Stasiland by Anna Funder

Stasiland by Anna Funder

autor:Anna Funder [Funder, Anna]
La lengua: spa
Format: epub
Tags: Crónica, Historia
editor: ePubLibre
publicado: 2003-12-05T05:00:00+00:00


15. Herr Christian

Pasan varios días en los que mi principal actividad consiste en alimentar y vaciar la caldera. Ahora me abrigo bien y me voy para la estación. Cerca de la entrada hay un estudio fotográfico. Siempre me fijo en las fotos de muestra del escaparate, para ver a los locales como quieren que se les vea.
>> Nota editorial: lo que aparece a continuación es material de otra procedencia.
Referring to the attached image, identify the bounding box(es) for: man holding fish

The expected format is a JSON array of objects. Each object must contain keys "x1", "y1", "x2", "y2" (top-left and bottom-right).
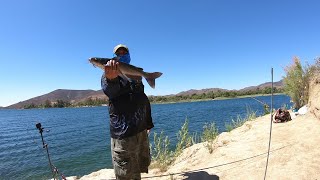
[{"x1": 89, "y1": 44, "x2": 162, "y2": 180}]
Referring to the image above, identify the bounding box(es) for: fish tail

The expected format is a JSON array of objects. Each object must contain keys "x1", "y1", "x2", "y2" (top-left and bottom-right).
[{"x1": 146, "y1": 72, "x2": 162, "y2": 89}]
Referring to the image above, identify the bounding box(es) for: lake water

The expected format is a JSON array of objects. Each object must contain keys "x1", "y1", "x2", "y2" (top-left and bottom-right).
[{"x1": 0, "y1": 95, "x2": 290, "y2": 180}]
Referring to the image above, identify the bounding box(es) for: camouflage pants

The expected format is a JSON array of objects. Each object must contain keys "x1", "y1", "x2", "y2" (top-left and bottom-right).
[{"x1": 111, "y1": 130, "x2": 151, "y2": 180}]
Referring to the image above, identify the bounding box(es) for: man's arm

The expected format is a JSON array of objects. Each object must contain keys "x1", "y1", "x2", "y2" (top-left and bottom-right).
[{"x1": 101, "y1": 60, "x2": 120, "y2": 99}]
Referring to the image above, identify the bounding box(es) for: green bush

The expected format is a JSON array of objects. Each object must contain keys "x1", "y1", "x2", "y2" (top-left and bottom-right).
[
  {"x1": 283, "y1": 57, "x2": 320, "y2": 109},
  {"x1": 201, "y1": 122, "x2": 219, "y2": 154}
]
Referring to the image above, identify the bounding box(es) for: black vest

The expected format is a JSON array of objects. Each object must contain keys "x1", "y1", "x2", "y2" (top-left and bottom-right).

Hay bebés pelones con lazos en la cabeza; hay instantáneas de bodas con la novia montada en una moto a modo de paquete; hay un joven con peinado cheroqui agarrando orgulloso a su novia, como si acabase de atraparla. Las fotos van cambiando, pero hoy, como siempre, hay una de una mujer de una belleza deslumbrante, una belleza tan delicada que me quedo mirándola como si fuese un jeroglífico, o una respuesta.

En el tren hay otra bella mujer sentada frente a mí. Lleva en el regazo un bebé con un vestidito con la espalda al aire. Me pregunto si el resto notará el encanto de esta mujer, o si estarán acostumbrados. El turco que hay a mi lado está absorto en otra cosa. Ve su propio reflejo en la ventanilla de al lado de la mujer, así que se saca un peine del bolsillo y se lo pasa con primor por el bigote. La joven madre mira a su bebé y yo no puedo apartar la vista de ellos. Cuando levanta la cabeza veo que tiene un pendiente en la nariz y cierta bizquera en sus ojos azules, aunque solo un poco, parecen atraídos por el aro como si fuese un imán.

Espero a un lado del aparcamiento de la estación de Potsdam. El resto de pasajeros pasa en riada por delante de mí hacia coches y tranvías y lugares que conocen. Cuando se van, me quedo sola, salvo por un hombre con vaqueros echado sobre el capó del BMW más grande y más negro que he visto en mi vida. Me saluda con la mano. Éste es mi chófer. Éste es, por ahora, mi último hombre de la Stasi.

Herr Christian me estrecha la mano calurosamente. Tiene una amplia sonrisa torcida.

—He pensado que sería buena idea dar una vuelta —me dice con voz etérea y echando vaho—, para enseñarle algunos de los sitios donde solía operar.

—Perfecto.

Me abre la puerta del coche, lo rodea y entra por su lado.

Miro hacia él. Qué lejos está. Herr Christian ronda los cuarenta y cinco años, tiene una cara joven y lisa y una nariz que se ha roto varias veces. Lleva el pelo hirsuto y arremolinado en rizos rubios pegados a la cabeza, sobre unos ojos pequeños, azules y centelleantes. Me mira de frente, sonriendo con una sonrisa asimétrica, como un gánster, o un ángel.

—Vámonos —dice, y me doy cuenta de que cecea. Se pone las gafas de sol y enciende el motor.

La máquina surca las carreteras como un velero. La maneja con suavidad, más como un niño con un juguete que como un hombre con una valiosa alhaja negra y pesada. Atravesamos las calles de Potsdam, pasando por encima de adoquines que no notamos y entre grandes edificios en diversos grados de mal estado.